Elle passe la porte avec beaucoup de grâce. S’arrête un instant, hésitante, semblant s’excuser de la place qu’elle prend.

Elle aurait préféré que son corps s’évanouisse et la libère enfin de ce qu’elle endure.

Elle est très belle, il émane d’elle beaucoup de douceur et de délicatesse. Toujours apprêtée, toujours soignée, du haut de ses 16 ans.

Un port de danseuse, aussi droite que son monde intérieur s’effondre. Se tenir droit évitera peut être aux morceaux de s’éparpiller, qui sait…

L’œil avisé repère tout de suite les fêlures derrière le costume, celles qui torturent et obligent à survivre plutôt que vivre. Il repère les signes de la présence d’images qui s’agitent dans la pièce la plus sombre et cadenassée de sa mémoire et qui menacent d’exploser la muraille qu’elle a méthodiquement rapiécée toutes ces années pour éviter les fuites.

Elles veulent s’échapper, les images, mais pour aller où? Elle craint qu’elles contaminent encore plus son monde et ne changent le regard porté sur elle. Le sien.

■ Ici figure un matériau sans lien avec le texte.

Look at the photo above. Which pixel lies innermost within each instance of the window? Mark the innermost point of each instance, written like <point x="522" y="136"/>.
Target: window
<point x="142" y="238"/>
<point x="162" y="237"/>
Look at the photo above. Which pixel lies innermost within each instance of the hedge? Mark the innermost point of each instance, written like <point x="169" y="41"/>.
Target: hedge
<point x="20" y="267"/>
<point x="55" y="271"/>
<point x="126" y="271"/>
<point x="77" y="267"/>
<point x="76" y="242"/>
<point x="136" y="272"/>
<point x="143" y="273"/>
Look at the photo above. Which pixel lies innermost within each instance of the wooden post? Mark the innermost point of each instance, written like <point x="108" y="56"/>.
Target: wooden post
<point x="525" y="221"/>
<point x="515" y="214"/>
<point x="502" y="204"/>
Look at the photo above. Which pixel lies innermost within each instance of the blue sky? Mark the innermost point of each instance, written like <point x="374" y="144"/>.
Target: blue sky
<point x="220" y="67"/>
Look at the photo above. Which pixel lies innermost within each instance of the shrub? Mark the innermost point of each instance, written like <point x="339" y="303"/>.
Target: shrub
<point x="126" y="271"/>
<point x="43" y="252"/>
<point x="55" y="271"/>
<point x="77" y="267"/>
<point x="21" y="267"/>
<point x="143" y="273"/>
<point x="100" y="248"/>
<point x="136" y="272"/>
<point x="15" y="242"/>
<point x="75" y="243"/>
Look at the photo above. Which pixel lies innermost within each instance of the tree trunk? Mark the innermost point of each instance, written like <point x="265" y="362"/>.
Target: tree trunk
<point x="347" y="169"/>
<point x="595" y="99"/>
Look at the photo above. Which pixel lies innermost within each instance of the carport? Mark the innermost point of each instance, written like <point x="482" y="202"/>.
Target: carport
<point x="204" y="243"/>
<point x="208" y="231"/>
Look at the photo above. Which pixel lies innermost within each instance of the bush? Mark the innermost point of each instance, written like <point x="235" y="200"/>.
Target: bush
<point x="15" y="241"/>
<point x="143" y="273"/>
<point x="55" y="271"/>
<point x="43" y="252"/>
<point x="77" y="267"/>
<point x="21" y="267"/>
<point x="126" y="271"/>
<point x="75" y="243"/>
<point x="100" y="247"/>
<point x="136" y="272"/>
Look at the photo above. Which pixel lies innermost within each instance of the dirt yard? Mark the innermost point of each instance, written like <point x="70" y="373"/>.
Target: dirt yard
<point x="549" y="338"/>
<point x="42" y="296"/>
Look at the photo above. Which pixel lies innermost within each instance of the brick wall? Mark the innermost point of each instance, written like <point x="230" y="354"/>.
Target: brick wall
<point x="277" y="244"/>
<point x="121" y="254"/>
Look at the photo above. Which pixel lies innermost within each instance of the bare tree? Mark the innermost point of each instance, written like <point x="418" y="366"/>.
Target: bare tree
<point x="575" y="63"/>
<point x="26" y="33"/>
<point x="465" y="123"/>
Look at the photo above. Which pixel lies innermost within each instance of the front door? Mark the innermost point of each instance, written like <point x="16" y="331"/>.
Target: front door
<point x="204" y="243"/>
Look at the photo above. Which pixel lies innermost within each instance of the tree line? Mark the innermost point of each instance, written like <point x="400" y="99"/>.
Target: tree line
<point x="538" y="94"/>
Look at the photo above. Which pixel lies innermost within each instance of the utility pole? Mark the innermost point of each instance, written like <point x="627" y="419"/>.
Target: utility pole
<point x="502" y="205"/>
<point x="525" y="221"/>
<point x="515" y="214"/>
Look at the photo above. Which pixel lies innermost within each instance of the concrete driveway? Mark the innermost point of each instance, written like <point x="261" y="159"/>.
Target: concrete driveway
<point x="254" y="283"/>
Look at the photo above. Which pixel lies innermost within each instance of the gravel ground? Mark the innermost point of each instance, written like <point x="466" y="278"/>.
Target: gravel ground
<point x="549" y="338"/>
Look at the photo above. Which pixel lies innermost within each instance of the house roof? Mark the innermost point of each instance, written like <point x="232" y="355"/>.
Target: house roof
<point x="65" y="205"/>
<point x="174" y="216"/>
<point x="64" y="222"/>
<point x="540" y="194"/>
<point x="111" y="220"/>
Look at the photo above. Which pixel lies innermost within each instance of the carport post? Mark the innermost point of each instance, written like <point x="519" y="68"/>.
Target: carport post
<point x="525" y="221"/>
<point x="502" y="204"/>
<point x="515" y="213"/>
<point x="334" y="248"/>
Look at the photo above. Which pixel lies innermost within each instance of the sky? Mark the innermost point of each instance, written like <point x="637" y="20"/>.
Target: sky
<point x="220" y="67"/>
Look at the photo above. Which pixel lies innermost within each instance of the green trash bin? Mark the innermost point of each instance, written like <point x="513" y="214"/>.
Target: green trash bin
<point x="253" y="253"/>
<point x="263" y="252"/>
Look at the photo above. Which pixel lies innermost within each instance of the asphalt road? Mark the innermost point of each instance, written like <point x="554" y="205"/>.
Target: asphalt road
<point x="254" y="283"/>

Celui des autres.

Elle craint de ne jamais réussir à les transformer, les digérer, les intégrer. Elle voudrait qu’elles disparaissent, qu’elles n’aient jamais fait partie d’elle, qu’on ne les lui ait jamais imposées, qu’elles n’aient jamais existé. Comme son existence toute entière parfois, quand le désespoir est trop grand et l’issue impensable.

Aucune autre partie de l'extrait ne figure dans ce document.